When it comes to cyber risk, it is the combination of these measures that provides optimum security, no matter how simple or complex your system. The Colonial Pipeline hack is a high profile example of an organization not employing defense in depth, good access controls or good cyber hygiene. The attackers were able to compromise their systems using a leaked or stolen password combined with a VPN connection that didn’t require multifactor authentication, demonstrating poor authentication and access controls. They also appear to have had few defense in-depth measures, so once the attackers were inside, little else prevented additional access or provided detection. Additionally, there was lax cyber hygiene, allowing attackers to further compromise unpatched and poorly configured systems.

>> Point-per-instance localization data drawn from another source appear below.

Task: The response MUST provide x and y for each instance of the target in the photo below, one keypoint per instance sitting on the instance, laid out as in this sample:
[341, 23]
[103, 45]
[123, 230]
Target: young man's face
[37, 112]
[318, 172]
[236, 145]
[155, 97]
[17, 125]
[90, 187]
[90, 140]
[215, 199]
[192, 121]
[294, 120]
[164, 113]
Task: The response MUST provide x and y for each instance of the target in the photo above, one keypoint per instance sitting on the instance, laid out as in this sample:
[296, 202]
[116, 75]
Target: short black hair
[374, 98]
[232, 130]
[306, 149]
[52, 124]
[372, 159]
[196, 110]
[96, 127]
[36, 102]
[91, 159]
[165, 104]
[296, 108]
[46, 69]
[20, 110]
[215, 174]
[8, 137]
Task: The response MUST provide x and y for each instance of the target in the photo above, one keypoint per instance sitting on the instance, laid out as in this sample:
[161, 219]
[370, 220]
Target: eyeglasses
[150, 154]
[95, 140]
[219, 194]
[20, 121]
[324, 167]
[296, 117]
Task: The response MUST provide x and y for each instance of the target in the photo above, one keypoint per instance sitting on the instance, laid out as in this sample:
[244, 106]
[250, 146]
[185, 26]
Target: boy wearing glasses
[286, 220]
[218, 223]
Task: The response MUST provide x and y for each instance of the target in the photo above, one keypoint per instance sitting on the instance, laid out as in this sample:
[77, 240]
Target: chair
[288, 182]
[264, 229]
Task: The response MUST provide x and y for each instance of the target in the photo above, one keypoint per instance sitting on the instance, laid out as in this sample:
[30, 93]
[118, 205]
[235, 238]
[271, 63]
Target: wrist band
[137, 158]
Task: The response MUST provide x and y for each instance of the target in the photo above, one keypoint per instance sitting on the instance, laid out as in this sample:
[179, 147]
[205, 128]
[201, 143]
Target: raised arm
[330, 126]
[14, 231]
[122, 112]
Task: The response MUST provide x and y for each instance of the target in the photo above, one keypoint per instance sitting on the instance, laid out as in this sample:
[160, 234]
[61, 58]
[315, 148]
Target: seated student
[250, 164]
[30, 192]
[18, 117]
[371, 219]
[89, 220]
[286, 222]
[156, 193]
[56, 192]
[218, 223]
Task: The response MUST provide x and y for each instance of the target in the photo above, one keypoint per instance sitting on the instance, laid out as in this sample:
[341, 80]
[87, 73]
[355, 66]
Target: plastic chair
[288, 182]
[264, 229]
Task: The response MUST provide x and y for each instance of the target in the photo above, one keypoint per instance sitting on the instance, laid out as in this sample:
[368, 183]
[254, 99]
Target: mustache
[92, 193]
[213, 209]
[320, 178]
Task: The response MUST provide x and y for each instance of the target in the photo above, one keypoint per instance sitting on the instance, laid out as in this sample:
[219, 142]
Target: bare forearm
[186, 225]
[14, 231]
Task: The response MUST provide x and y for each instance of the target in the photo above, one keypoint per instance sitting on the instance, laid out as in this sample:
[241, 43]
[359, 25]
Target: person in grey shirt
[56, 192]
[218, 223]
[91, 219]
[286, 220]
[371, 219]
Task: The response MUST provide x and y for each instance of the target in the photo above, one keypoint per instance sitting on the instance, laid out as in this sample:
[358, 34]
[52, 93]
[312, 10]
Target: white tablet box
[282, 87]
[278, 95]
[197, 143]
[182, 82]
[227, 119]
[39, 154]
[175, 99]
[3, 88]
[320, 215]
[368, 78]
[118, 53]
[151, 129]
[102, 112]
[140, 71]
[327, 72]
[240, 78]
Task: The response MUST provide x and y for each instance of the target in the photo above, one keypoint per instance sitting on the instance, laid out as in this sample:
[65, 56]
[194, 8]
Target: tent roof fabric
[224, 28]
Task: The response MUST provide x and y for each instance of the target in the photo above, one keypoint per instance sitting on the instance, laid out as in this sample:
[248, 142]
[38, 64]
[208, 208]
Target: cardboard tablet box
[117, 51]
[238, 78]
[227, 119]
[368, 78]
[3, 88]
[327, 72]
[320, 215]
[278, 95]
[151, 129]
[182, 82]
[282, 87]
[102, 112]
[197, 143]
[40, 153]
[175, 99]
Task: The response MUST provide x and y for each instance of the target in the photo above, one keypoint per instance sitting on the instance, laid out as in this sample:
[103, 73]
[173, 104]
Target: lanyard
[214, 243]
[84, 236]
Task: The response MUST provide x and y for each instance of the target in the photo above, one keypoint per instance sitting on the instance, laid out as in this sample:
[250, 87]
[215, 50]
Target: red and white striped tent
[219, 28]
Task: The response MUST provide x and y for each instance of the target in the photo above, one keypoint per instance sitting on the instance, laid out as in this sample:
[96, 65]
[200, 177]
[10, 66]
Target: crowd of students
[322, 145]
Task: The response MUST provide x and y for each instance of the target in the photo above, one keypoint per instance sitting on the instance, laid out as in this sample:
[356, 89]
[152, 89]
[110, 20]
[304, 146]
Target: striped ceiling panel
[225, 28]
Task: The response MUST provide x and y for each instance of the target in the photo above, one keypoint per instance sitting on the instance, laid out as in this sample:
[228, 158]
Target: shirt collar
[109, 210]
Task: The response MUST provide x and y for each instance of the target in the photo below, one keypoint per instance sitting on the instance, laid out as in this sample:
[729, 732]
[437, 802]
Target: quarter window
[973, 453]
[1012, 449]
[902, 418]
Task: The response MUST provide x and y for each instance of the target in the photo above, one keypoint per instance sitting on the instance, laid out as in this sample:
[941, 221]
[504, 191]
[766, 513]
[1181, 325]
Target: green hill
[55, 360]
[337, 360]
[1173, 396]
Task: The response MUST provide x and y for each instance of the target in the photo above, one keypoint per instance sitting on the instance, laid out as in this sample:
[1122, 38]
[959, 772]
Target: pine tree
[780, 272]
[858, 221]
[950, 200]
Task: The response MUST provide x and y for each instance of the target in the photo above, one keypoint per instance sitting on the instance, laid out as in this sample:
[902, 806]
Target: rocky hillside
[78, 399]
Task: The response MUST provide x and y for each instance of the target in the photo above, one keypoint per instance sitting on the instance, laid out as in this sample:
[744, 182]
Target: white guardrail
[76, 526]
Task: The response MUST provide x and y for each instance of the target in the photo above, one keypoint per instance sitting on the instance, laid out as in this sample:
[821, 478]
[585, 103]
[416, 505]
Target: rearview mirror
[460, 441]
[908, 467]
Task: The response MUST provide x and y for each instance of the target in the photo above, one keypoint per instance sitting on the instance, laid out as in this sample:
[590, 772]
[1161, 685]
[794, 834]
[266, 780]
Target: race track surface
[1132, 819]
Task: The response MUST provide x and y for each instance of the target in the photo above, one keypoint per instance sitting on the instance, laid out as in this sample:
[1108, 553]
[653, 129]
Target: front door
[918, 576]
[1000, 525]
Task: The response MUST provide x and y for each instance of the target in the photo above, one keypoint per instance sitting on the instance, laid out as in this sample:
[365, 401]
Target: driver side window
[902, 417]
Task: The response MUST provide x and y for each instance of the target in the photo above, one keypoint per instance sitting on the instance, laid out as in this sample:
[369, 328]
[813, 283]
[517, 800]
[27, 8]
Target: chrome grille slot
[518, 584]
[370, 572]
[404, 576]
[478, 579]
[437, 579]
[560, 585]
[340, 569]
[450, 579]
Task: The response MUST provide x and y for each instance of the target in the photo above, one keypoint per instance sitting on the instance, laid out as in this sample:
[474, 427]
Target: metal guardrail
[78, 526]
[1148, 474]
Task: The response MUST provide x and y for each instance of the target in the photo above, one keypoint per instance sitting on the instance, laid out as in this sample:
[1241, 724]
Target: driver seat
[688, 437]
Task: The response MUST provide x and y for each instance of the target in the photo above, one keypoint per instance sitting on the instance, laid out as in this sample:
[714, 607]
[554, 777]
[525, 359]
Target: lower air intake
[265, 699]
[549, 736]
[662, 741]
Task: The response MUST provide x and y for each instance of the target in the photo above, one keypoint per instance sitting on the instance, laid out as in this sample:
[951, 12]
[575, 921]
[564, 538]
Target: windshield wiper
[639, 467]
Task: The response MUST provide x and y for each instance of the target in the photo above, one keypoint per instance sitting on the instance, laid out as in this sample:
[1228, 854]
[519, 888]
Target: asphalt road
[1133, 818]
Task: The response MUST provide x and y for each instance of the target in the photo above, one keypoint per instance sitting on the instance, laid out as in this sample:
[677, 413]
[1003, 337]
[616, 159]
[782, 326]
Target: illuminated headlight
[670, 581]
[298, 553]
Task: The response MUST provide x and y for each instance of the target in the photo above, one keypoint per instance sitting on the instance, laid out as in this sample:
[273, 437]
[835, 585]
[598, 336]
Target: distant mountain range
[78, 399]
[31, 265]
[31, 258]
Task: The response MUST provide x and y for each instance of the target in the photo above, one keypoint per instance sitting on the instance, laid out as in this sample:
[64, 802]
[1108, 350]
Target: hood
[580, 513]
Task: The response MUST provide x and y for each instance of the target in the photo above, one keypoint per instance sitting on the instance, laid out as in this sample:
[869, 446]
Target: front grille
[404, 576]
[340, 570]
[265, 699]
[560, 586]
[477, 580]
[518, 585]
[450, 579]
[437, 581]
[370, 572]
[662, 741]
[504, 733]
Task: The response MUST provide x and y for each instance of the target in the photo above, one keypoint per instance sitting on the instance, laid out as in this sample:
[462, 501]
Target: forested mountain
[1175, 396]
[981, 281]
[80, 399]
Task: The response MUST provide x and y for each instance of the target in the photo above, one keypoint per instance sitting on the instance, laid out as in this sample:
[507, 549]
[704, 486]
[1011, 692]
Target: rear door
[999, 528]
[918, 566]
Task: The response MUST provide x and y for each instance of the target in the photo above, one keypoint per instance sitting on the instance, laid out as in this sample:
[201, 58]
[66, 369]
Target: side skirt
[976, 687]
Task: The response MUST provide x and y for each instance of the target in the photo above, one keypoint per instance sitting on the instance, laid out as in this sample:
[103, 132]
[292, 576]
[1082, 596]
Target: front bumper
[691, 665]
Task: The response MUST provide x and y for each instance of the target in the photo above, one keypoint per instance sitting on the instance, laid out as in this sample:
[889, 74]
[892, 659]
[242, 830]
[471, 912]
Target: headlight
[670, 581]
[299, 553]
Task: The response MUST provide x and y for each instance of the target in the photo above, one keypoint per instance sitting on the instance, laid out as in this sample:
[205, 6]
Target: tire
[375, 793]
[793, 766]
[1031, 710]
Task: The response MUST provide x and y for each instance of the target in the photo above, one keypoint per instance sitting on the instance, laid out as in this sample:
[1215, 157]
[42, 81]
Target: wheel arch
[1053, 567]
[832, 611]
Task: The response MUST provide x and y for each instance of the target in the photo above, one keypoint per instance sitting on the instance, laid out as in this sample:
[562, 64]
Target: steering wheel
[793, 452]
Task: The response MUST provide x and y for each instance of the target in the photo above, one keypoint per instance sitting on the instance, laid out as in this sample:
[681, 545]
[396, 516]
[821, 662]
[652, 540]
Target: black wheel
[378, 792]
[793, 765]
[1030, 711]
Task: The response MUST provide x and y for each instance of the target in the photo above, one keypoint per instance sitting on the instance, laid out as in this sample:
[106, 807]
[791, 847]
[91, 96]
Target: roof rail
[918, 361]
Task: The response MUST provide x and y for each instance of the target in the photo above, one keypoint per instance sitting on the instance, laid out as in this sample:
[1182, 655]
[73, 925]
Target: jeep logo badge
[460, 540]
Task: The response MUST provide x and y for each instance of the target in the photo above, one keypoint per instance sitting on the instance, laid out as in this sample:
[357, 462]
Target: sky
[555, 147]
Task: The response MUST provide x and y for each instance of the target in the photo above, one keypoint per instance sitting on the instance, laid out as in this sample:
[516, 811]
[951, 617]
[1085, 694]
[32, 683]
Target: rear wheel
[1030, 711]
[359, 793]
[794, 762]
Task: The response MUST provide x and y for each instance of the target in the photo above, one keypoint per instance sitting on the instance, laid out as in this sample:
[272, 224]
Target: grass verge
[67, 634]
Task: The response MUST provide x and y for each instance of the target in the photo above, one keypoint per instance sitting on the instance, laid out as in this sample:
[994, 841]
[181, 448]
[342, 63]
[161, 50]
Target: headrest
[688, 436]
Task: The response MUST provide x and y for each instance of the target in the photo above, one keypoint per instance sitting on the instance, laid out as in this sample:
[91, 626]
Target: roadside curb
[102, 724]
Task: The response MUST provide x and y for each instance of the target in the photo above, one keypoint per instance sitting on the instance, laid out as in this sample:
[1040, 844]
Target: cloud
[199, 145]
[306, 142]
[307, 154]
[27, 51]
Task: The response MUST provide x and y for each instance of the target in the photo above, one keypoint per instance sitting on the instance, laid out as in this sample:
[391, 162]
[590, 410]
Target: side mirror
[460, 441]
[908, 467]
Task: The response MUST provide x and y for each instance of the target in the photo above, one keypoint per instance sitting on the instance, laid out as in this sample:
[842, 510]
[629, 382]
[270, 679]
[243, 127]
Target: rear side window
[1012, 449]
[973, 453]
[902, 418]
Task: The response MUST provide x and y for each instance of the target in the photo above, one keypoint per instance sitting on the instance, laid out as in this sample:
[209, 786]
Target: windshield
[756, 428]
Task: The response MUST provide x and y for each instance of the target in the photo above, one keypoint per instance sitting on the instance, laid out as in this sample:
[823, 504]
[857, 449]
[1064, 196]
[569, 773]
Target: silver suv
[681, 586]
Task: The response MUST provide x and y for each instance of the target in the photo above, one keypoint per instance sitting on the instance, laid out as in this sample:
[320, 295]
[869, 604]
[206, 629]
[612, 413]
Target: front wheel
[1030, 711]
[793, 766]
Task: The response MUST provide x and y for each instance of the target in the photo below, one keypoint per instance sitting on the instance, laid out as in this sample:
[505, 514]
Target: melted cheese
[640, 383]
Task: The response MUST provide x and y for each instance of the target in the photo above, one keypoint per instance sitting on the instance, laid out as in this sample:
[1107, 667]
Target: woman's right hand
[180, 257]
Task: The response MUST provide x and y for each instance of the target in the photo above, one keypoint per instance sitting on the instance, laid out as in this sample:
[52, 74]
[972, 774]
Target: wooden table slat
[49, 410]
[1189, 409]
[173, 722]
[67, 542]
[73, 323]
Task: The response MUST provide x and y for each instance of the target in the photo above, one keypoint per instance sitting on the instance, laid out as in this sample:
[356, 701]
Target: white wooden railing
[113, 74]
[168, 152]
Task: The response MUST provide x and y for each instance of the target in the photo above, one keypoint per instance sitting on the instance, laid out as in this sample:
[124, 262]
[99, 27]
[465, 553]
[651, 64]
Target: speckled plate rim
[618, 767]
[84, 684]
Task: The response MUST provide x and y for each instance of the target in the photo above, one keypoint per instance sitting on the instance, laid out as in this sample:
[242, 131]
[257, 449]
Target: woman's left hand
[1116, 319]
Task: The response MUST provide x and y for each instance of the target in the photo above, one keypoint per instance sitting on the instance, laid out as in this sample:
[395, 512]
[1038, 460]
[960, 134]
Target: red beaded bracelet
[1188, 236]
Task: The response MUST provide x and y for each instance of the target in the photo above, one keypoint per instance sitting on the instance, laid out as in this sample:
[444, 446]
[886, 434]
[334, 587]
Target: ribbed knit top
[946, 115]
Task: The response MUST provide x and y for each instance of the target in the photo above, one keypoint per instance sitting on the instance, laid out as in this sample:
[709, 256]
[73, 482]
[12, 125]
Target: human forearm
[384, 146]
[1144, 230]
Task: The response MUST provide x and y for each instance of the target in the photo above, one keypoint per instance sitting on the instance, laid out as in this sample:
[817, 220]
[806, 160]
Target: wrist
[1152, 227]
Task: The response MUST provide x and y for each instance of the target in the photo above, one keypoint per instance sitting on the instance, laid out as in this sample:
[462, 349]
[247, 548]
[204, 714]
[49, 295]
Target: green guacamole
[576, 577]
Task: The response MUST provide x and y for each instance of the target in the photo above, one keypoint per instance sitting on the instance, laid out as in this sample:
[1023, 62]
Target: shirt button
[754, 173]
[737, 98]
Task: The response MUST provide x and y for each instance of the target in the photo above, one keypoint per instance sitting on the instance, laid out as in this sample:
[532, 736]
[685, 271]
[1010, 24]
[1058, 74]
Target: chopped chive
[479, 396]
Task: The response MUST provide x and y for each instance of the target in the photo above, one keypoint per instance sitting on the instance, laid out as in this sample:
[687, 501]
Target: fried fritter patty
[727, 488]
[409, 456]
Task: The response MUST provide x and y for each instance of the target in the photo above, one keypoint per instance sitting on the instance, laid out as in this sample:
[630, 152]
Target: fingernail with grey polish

It is true that large businesses like Colonial Pipeline have many complex systems complicating the process of managing cyber security, but the fact is, these measures are not out of reach for any business. Educating staff and implementing management systems are the key to successfully maintaining good cyber security and putting an end to the recent ransomware and international supply chain hacking. The lessons are much the same in taming the spread of COVID: becoming educated, implementing control measures, and creating layers of defense will minimize the risks of its impact and disruption.